The foundation of his work in the latter half of book xiii and throughout books xiv-xvii is Nicholas, who had devoted two special books to the life of Herod, and by way of introduction to this had dealt more fully with the preceding Jewish princes.[1] We must therefore be wary of imputing to Josephus the opinions he expresses upon the different Jewish sects in this part of the Antiquities. He introduces them first during the reign of Jonathan, with the classification which had already been made in the Wars:[2] the Pharisees as the upholders of Providence or fate and freewill, the Essenes as absolute determinists, the Sadducees as absolute deniers of the influence of fate on human affairs.[3] The next mention of the Pharisees occurs in the reign of Hyrcanus,[4] when he states that they were the king's worst enemies.

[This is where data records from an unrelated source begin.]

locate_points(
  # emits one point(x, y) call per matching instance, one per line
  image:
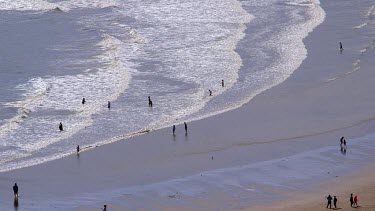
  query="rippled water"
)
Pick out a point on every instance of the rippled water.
point(58, 52)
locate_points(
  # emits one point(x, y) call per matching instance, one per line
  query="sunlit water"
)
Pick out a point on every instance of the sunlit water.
point(54, 53)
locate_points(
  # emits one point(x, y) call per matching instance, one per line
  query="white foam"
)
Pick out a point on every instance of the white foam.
point(36, 5)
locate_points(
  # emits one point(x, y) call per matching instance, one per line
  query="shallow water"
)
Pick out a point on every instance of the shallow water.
point(125, 51)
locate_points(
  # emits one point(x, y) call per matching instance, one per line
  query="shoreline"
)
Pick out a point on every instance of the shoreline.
point(256, 132)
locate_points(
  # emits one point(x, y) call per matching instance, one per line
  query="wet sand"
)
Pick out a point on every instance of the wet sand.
point(326, 98)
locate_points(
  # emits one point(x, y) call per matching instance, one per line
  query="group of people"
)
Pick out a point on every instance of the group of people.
point(61, 128)
point(353, 201)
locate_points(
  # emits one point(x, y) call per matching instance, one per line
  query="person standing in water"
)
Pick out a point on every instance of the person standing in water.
point(355, 201)
point(335, 202)
point(61, 127)
point(342, 141)
point(15, 190)
point(329, 201)
point(149, 102)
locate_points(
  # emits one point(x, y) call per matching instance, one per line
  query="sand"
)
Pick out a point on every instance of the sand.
point(322, 101)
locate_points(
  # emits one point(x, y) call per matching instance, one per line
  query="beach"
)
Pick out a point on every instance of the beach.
point(279, 151)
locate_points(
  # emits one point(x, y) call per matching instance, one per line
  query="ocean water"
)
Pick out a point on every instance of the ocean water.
point(54, 53)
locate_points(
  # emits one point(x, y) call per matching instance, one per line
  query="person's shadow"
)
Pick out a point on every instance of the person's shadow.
point(15, 203)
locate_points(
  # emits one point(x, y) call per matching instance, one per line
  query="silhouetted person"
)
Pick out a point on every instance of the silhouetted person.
point(329, 201)
point(342, 141)
point(15, 190)
point(335, 202)
point(355, 201)
point(15, 203)
point(149, 102)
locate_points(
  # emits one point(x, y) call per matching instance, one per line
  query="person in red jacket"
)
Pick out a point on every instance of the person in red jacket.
point(355, 201)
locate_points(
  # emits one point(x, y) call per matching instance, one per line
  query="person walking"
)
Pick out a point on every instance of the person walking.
point(149, 102)
point(342, 141)
point(15, 190)
point(355, 201)
point(329, 201)
point(335, 202)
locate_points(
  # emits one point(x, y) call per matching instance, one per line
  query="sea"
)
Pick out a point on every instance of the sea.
point(54, 53)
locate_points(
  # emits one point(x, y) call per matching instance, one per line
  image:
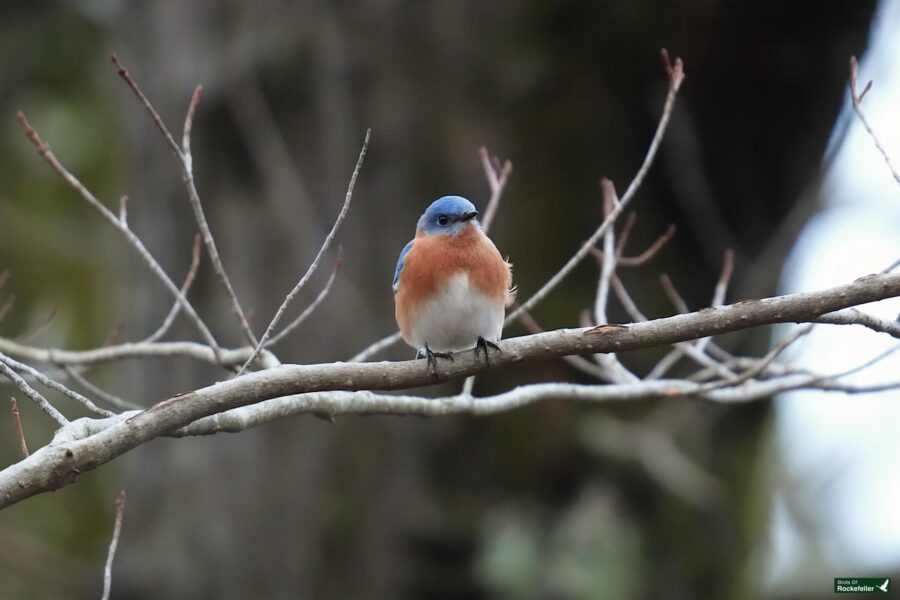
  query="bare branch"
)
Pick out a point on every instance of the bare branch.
point(497, 178)
point(314, 305)
point(646, 255)
point(854, 316)
point(56, 464)
point(103, 395)
point(721, 290)
point(856, 100)
point(188, 281)
point(724, 279)
point(32, 393)
point(54, 385)
point(676, 76)
point(113, 544)
point(17, 421)
point(315, 263)
point(157, 270)
point(185, 162)
point(674, 297)
point(106, 354)
point(373, 349)
point(763, 363)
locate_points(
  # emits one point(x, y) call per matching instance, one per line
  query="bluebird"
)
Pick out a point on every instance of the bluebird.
point(451, 286)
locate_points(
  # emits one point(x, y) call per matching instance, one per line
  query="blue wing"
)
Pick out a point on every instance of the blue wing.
point(400, 261)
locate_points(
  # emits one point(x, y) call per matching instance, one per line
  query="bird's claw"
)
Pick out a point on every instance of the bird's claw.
point(482, 345)
point(431, 359)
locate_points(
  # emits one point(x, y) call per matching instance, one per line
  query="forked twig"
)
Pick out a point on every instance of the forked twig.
point(185, 162)
point(315, 263)
point(856, 101)
point(113, 544)
point(675, 73)
point(188, 281)
point(45, 152)
point(313, 305)
point(17, 421)
point(32, 394)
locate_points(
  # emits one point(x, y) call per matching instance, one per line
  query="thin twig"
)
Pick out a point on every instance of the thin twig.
point(151, 262)
point(185, 163)
point(32, 393)
point(854, 316)
point(20, 433)
point(856, 100)
point(315, 263)
point(188, 281)
point(724, 279)
point(685, 347)
point(892, 266)
point(720, 291)
point(55, 385)
point(674, 297)
point(608, 265)
point(763, 363)
point(676, 76)
point(497, 181)
point(100, 393)
point(578, 362)
point(313, 306)
point(129, 350)
point(113, 544)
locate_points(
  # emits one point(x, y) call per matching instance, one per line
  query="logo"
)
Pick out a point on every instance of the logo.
point(862, 585)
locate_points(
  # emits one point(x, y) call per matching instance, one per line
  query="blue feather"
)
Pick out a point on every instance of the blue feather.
point(400, 260)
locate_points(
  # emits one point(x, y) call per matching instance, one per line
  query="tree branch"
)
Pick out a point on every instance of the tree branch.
point(60, 462)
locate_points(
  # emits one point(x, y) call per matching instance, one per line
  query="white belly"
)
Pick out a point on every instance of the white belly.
point(456, 317)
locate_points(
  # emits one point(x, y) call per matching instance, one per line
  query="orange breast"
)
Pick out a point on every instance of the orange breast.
point(434, 258)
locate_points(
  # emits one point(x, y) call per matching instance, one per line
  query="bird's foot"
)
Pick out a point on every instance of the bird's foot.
point(482, 345)
point(431, 359)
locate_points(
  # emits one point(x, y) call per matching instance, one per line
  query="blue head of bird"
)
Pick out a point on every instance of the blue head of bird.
point(450, 214)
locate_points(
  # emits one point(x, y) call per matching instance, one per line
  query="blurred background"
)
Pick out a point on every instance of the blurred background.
point(563, 501)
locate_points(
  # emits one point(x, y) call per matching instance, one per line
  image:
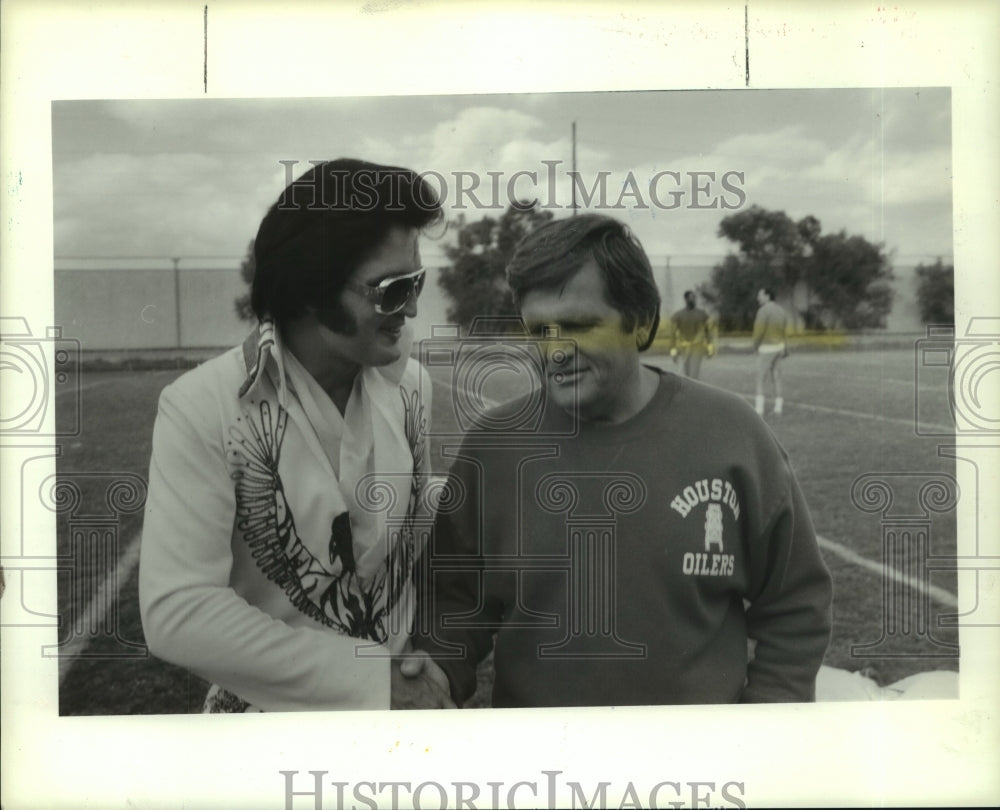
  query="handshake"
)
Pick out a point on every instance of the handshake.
point(418, 683)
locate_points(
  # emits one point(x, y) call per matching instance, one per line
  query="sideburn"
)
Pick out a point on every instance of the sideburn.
point(337, 319)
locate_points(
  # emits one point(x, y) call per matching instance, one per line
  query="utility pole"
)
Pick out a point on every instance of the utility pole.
point(177, 299)
point(573, 175)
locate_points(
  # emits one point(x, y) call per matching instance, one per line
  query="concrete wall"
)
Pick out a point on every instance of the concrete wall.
point(137, 309)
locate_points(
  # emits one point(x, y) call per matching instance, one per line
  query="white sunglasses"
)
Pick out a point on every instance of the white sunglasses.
point(392, 294)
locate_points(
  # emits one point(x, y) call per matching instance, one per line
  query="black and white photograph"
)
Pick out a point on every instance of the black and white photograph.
point(527, 412)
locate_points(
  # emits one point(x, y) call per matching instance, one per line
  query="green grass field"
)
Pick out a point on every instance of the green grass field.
point(848, 413)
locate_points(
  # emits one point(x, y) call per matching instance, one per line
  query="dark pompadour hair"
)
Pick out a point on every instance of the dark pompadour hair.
point(552, 254)
point(325, 224)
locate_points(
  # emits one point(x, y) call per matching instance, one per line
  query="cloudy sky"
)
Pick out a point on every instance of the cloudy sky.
point(193, 178)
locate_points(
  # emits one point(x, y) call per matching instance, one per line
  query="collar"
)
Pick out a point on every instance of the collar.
point(263, 346)
point(260, 349)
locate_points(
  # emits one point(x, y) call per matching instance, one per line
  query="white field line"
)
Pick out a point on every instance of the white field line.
point(96, 612)
point(891, 420)
point(83, 387)
point(946, 598)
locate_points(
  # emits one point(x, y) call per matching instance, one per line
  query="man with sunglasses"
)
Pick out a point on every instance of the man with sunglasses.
point(630, 547)
point(286, 474)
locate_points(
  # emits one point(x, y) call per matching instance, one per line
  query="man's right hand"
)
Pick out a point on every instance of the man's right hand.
point(419, 683)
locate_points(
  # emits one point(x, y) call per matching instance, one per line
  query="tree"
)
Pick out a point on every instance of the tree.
point(475, 281)
point(850, 277)
point(936, 293)
point(773, 251)
point(242, 303)
point(845, 279)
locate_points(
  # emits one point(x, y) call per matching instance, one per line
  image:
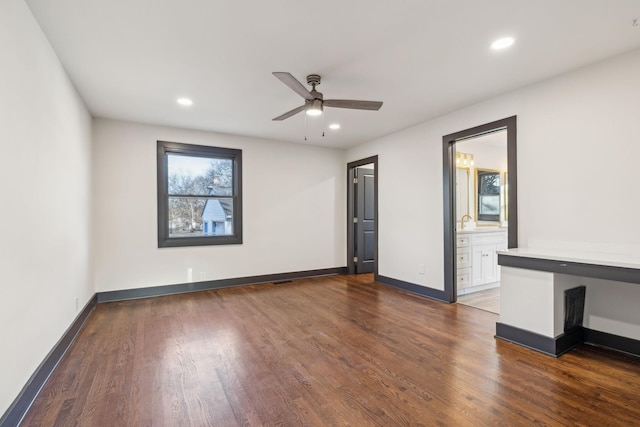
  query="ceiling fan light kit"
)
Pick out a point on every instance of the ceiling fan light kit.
point(314, 108)
point(314, 100)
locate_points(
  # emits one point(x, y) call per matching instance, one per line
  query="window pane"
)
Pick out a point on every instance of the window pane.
point(195, 217)
point(199, 176)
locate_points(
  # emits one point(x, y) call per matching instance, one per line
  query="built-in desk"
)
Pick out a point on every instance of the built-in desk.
point(532, 299)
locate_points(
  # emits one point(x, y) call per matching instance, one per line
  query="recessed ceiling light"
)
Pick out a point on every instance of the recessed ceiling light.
point(184, 101)
point(502, 43)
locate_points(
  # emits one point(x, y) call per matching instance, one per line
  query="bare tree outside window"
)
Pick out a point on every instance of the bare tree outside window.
point(200, 195)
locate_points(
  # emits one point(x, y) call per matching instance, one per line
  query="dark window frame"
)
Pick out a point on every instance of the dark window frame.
point(482, 192)
point(165, 148)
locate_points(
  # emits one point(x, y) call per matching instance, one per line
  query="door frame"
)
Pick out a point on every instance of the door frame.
point(351, 243)
point(449, 191)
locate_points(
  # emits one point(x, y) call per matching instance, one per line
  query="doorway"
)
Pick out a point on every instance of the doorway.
point(450, 201)
point(362, 214)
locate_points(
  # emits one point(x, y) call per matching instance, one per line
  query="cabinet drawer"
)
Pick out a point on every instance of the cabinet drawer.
point(463, 258)
point(463, 278)
point(462, 241)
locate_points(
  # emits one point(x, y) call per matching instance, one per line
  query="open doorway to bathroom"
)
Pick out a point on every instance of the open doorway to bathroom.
point(480, 209)
point(481, 218)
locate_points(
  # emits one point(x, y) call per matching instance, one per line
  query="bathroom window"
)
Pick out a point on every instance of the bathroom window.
point(199, 195)
point(488, 195)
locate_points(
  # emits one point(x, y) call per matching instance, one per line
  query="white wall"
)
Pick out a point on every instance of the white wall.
point(45, 133)
point(293, 209)
point(577, 155)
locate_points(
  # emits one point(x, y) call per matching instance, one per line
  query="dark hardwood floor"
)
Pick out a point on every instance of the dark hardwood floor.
point(337, 350)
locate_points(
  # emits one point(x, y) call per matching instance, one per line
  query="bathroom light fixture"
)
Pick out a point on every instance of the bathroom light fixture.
point(184, 101)
point(314, 108)
point(464, 159)
point(502, 43)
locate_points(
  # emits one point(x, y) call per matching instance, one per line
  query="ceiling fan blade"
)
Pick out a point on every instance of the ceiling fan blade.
point(352, 103)
point(294, 84)
point(291, 113)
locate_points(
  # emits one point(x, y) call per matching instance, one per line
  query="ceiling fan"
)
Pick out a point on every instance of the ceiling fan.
point(314, 101)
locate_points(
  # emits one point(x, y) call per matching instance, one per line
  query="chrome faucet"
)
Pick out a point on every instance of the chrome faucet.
point(462, 220)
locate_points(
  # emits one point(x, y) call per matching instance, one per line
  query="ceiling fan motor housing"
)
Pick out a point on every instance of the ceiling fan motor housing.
point(313, 79)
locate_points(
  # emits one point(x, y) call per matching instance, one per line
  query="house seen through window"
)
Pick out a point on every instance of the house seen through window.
point(199, 195)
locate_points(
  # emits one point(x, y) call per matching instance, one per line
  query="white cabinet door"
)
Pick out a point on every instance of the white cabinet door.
point(490, 264)
point(477, 266)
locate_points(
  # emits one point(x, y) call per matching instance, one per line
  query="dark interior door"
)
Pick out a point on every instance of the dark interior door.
point(366, 220)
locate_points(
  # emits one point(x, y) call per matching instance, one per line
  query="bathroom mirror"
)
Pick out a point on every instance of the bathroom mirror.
point(488, 195)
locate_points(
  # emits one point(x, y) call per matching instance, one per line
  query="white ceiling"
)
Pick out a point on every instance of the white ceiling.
point(131, 59)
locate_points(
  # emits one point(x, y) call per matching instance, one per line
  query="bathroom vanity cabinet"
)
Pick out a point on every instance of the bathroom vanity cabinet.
point(476, 258)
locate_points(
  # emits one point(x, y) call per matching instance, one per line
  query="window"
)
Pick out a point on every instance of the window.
point(199, 195)
point(488, 195)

"They are one of the sects of the Jews, and they have so great a power over the multitude that, when they say anything against the king or against the high priest, they are presently believed…. Hyrcanus had been a disciple of their teaching; but he was angered when one of them, Eleazar, a man of ill temper and prone to seditious practices, reproached him for holding the priesthood, because, it was alleged, his mother had been a captive in the reign of Antiochus Epiphanes, and he, therefore, was disqualified."
[Footnote 1: Büchler, Sources of Josephus for the History of Syria,
J.Q.R. ix. 311.]
[Footnote 2: B.J. II. viii.]
[Footnote 3: Ant. XIII. v. 9.]
[Footnote 4: Ant. XIII. x. 5.]
This account is taken from a source unfriendly to the Pharisees. Though the story is based apparently on an old Jewish tradition, since we find it told of Alexander Jannaeus in the Talmud,[1] it looks as if Josephus obtained his version from some author that shared the aristocratic prejudices against the democratic leaders. The reign of Hyrcanus had been described by a Hellenistic-Jewish chronicler or a non-Jewish Hellenist, from whom Josephus borrowed a glowing eulogy,[2] with which he sums it up: "He lived happily, administered the government in an excellent way for thirty-one years, and was esteemed by God worthy of the three greatest privileges, the principate, the high priesthood, and prophecy." To the account of the Pharisees is appended a paragraph, seemingly the historian's own work, where he explains that "the Pharisees have delivered to the people the tradition of the fathers, while the Sadducees have rejected it and claim that only the written word is binding. And concerning these things great disputes have arisen among them; the Sadducees are able to persuade none but the rich, while the Pharisees have the multitude on their side." Again, in the account of the reign of Queen Alexandra, he represents the Pharisees as powerful but seditious, and causing constant friction, and ascribes the fall of the royal house to the queen's compliance with those who bore ill-will to the family.